E pode haver novo veto?
Segundo a leitura que os próprios deputados fazem, pode: como esta é uma nova legislatura – a terceira desde que o processo começou – a interpretação do Parlamento é que os projetos de lei em causa, que foram sintetizados neste novo texto comum, são tecnicamente projetos novos e portanto podem passar por todo o processo outra vez.
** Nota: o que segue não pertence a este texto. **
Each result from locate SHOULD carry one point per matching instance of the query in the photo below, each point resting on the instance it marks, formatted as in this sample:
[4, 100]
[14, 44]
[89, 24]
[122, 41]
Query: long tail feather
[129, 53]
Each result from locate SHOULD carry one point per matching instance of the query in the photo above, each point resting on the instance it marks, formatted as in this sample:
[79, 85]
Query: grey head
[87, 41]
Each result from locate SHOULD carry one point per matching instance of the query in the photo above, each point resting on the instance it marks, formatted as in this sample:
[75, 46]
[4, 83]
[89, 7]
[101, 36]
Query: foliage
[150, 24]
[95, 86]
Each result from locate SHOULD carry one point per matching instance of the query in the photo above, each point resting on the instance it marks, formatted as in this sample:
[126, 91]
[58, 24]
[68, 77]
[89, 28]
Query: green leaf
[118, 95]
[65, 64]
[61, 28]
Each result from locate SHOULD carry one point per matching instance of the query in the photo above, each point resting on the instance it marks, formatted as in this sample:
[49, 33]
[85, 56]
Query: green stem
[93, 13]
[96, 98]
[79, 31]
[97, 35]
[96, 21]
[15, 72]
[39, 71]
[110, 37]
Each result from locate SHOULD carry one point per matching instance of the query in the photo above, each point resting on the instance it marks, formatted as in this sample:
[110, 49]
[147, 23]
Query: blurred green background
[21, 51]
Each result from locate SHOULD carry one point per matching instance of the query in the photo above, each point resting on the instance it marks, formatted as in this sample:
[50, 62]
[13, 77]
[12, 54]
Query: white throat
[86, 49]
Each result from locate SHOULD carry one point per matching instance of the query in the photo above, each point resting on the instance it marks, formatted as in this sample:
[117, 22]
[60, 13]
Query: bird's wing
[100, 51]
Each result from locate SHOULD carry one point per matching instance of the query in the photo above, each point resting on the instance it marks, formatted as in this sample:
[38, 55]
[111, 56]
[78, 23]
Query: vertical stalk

Ou seja, Marcelo poderá exercer o seu direito de veto político ou pedir a fiscalização do diploma, mais uma vez, ao Palácio Ratton, que avaliará se a lei está conforme a Constituição.
E um referendo?
É mais improvável, uma vez que o PS tem agora maioria absoluta no Parlamento e é frontalmente contra esta ideia. Na legislatura anterior, quando Rui Rio era presidente do PSD – e também contra o referendo, ao contrário de parte do partido – uma petição com 95 mil votos para se levar a eutanásia a referendo acabou chumbada, com votos favoráveis apenas do CDS e da Iniciativa Liberal, que entretanto mudou de ideias.
O único fator novo em jogo, embora não decisivo em termos de votos, é que o PSD mudou de líder e Luís Montenegro confirmou, enquanto candidato à presidência do partido, que é favorável ao referendo.